Our most memorable accomplishment the year I started was beating Little Rock Central High School on our home court. The Tigers were almost invincible because that was the only high school in Little Rock at the time and their enrollment made it one of the largest high schools in the nation. As a comparison today, it would be like playing an all-star team from the 7 or 8 high schools in the city. We beat them by 8 points and I was able to score 12 points in that game. We caught them on an especially bad night, and we were emotionally pretty high since we had not beaten them in 3 or 4 years.
Some of our better players included Billy Ray McGaugh (No. 25) who was our 2nd leading scorer; Tommy Murphree (No. 22) who went on to a successful coaching career at Ouachita Baptist University; Max “Buddy” Barron (No. 26) who attended West Point after graduation and had a career in the Army of teaching at West Point; and Tommy Stegall (standing in the photo to the right of Tommy Murphree).
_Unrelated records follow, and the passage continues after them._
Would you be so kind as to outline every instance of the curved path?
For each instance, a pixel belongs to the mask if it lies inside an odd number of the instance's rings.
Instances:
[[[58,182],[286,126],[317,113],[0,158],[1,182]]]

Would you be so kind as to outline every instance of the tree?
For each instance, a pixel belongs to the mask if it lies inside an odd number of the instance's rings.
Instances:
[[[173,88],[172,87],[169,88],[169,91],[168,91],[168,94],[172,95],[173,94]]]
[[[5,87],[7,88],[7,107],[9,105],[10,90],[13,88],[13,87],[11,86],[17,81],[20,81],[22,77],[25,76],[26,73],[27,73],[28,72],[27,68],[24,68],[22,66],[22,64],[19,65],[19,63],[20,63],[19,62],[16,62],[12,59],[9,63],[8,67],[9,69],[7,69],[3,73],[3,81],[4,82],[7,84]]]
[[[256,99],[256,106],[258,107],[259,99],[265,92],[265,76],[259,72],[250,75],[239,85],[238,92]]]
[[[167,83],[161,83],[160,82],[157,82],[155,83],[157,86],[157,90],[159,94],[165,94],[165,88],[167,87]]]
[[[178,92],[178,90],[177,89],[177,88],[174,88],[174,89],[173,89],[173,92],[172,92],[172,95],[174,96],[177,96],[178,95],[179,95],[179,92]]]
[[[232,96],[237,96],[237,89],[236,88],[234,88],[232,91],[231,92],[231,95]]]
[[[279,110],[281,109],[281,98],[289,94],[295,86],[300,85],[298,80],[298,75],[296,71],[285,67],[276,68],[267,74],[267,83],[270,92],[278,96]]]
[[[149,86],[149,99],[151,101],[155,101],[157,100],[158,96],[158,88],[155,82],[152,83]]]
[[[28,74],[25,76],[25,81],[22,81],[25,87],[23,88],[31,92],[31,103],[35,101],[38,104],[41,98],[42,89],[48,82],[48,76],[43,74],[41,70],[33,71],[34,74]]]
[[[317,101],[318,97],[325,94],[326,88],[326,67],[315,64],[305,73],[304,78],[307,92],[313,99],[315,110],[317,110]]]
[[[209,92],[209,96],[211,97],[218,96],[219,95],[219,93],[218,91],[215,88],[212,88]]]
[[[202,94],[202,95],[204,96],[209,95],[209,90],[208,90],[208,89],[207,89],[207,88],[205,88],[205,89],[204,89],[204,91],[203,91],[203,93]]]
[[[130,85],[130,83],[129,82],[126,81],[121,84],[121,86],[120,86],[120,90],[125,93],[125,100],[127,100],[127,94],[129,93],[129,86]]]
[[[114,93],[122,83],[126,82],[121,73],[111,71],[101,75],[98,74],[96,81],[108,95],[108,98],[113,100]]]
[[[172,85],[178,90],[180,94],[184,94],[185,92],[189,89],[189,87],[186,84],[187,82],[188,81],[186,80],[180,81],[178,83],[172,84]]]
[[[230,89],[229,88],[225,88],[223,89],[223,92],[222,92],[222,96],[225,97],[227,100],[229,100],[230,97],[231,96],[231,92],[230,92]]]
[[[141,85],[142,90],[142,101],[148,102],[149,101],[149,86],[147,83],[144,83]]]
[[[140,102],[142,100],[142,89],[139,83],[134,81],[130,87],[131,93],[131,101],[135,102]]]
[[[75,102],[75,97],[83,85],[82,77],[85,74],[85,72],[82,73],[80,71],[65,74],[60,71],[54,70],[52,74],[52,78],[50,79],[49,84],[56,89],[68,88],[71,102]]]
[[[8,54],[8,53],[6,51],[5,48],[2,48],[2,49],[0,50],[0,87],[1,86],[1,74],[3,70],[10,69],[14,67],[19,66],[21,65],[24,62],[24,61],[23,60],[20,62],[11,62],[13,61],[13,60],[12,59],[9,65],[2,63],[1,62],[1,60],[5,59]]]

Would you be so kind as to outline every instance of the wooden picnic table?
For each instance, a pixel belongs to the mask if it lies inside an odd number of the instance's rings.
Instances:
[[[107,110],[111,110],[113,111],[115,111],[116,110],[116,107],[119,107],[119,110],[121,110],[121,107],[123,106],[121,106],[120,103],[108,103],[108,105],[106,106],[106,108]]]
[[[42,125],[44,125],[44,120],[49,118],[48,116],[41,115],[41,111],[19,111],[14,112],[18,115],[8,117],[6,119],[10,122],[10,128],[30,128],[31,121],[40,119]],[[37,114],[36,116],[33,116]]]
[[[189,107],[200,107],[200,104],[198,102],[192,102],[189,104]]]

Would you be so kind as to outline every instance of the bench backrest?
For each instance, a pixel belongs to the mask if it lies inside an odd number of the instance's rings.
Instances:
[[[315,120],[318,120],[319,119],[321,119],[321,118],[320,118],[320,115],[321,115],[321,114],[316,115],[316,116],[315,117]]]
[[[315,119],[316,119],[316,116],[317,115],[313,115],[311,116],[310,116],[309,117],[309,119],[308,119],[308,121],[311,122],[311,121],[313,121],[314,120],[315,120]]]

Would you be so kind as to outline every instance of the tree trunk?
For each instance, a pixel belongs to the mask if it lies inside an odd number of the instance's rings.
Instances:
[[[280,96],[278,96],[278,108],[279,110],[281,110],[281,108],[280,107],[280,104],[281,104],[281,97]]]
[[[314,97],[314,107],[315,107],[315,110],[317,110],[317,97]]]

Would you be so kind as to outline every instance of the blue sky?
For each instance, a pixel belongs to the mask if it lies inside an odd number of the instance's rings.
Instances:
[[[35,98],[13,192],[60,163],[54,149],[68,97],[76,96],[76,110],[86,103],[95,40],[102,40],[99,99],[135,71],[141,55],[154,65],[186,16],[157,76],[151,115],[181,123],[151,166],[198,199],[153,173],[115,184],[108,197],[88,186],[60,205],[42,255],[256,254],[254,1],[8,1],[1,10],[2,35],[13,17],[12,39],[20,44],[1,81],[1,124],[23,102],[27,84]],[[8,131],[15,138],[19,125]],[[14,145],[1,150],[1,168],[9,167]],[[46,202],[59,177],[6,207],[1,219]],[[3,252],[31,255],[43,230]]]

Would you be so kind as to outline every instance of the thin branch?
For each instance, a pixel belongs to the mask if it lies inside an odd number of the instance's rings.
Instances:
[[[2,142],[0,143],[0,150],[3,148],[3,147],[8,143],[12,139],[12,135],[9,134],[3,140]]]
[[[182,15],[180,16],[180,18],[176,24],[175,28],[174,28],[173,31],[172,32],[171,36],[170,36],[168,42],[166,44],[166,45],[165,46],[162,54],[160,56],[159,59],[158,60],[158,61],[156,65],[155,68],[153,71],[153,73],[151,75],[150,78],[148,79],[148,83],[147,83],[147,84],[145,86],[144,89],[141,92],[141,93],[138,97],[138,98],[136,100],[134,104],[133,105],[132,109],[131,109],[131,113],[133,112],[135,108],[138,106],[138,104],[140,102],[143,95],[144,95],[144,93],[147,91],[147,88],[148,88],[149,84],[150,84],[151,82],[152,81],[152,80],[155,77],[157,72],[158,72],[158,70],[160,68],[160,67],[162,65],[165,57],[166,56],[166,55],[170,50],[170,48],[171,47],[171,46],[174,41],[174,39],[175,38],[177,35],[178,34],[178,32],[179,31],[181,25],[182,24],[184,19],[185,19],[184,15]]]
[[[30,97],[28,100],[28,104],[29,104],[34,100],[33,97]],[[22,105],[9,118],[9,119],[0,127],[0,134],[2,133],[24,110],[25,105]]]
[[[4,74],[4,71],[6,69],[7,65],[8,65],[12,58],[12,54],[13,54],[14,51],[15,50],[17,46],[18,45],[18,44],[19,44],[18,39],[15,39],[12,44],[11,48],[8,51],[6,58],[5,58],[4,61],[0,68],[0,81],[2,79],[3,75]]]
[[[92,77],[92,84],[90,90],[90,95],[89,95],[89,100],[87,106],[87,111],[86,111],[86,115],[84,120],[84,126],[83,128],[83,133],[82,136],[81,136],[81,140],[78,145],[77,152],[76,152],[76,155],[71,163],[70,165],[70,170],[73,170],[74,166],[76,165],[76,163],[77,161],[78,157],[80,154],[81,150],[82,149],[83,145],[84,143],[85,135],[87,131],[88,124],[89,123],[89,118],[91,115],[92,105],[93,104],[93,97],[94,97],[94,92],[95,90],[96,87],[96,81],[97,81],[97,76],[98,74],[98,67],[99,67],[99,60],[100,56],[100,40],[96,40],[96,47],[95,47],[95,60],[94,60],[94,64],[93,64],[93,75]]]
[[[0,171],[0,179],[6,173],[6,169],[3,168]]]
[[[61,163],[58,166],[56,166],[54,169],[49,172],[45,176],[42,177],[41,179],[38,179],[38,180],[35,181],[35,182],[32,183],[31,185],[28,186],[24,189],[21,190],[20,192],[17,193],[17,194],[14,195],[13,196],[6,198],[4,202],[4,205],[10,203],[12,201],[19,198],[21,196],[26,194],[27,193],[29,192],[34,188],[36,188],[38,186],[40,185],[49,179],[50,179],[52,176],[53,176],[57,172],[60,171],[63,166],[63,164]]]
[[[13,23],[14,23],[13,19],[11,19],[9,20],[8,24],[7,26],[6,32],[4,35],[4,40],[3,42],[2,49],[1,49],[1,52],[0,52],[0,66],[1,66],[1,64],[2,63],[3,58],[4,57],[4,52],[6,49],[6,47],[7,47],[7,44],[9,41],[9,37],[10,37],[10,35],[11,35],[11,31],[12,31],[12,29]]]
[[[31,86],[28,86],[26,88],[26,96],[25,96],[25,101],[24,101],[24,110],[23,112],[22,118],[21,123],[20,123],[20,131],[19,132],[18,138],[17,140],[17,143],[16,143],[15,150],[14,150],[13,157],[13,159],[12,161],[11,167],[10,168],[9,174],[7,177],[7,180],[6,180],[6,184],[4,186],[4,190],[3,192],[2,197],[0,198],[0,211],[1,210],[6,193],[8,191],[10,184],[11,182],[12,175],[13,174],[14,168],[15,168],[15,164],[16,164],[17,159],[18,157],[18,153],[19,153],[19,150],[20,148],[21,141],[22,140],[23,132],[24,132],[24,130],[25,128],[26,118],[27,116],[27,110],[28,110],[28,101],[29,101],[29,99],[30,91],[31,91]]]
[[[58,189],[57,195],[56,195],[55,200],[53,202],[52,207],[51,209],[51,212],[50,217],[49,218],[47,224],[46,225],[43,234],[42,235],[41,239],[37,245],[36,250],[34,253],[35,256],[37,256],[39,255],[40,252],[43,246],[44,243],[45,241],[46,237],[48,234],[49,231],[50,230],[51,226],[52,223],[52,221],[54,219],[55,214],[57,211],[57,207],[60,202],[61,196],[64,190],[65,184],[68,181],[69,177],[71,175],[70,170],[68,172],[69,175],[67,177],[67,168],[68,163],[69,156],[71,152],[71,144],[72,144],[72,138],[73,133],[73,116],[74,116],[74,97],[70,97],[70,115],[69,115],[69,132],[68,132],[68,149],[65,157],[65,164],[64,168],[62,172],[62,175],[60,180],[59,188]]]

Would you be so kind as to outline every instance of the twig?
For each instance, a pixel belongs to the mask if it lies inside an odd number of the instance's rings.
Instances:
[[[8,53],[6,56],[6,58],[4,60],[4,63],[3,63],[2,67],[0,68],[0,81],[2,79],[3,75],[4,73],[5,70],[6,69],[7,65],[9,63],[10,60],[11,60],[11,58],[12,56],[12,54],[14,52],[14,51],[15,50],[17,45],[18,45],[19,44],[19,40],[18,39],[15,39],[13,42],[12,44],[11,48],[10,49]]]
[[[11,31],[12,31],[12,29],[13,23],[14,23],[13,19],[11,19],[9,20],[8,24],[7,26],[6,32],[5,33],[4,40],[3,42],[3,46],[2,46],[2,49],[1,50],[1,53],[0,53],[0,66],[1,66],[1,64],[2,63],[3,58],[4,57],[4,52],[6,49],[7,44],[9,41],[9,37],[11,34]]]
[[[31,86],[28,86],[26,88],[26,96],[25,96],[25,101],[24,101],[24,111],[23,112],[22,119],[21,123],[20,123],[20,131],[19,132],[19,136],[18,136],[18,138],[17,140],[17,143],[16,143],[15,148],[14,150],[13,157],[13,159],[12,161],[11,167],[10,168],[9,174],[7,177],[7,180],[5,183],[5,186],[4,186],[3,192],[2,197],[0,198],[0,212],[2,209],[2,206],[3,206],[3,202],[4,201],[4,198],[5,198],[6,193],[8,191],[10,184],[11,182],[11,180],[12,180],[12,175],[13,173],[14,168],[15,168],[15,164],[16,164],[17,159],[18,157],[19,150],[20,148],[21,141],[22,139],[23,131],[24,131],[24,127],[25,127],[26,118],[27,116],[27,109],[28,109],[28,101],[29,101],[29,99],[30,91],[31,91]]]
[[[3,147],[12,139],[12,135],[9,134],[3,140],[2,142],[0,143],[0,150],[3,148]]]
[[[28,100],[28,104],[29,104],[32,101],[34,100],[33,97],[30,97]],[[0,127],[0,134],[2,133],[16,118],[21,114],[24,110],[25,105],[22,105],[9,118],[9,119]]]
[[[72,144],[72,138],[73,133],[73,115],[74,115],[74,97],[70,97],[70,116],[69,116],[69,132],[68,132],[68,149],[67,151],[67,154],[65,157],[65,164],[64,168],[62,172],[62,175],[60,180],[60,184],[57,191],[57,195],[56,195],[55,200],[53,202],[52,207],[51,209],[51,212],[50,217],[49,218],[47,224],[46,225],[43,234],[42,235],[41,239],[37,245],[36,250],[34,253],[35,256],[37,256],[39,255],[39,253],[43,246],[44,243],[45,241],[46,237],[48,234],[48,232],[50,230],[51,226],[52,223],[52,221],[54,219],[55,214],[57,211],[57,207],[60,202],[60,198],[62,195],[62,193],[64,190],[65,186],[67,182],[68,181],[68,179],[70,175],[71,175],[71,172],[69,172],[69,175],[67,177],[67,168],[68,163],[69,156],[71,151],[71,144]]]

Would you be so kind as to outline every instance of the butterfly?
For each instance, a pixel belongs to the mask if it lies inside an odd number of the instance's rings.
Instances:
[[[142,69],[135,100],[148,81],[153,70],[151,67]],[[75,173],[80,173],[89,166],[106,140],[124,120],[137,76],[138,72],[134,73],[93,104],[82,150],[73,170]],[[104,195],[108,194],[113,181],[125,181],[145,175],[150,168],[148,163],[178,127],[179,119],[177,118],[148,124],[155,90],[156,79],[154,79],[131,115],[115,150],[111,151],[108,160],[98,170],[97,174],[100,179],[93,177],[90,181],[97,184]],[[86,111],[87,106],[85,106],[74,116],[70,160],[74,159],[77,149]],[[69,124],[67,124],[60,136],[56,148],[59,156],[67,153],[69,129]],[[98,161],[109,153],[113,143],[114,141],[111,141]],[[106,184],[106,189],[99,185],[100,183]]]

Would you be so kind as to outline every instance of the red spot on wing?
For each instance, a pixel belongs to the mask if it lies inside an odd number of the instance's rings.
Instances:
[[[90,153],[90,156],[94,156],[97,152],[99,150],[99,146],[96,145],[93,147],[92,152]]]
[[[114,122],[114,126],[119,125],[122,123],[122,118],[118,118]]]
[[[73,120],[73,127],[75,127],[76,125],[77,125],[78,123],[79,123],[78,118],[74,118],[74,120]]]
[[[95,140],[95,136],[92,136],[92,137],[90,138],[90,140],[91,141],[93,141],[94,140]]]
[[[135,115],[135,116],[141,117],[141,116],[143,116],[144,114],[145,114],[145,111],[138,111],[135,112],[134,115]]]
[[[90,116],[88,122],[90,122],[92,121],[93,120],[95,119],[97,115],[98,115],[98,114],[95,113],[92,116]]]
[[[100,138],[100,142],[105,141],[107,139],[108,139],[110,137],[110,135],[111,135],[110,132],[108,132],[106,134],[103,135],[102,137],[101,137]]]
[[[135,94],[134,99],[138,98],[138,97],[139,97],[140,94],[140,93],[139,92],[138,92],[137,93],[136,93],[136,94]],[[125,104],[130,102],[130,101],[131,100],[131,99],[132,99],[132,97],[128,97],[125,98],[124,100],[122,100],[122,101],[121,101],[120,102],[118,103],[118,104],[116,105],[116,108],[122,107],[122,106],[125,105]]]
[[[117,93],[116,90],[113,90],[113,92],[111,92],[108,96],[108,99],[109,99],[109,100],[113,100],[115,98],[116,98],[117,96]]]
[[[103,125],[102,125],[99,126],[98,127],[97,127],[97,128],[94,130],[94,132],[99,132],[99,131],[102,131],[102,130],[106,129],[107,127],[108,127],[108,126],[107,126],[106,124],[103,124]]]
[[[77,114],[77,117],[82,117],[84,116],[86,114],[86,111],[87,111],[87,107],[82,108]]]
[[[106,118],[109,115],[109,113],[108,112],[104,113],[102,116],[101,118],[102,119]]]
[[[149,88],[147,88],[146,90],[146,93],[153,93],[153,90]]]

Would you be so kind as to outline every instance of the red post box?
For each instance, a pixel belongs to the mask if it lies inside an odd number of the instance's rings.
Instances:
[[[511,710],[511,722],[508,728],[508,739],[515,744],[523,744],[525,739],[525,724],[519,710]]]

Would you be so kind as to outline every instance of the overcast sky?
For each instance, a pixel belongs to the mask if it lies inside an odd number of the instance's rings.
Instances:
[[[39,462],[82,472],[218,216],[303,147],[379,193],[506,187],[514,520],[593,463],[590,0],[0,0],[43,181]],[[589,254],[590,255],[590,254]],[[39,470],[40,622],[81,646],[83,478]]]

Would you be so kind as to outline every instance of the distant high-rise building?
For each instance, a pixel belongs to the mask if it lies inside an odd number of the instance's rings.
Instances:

After graduating from high school I went to the University of Arkansas in Fayetteville and thought I would try out for the Razorback basketball team as a walk-on. Glen Rose was the coach and after one day of practice, I realized I was way over my head in skill set, so I walked-off! That year I had a growth spurt and gained 15 pounds in weight and 2 inches in height. When I went home for our spring break, I ran into Coach Austin. When he saw my size, he jokingly said, “Johnny, if you had been this size last year, we would have won the state championship!” Of course he was kidding, but I loved the compliment. By the way, I was known as “Johnny” by my teammates.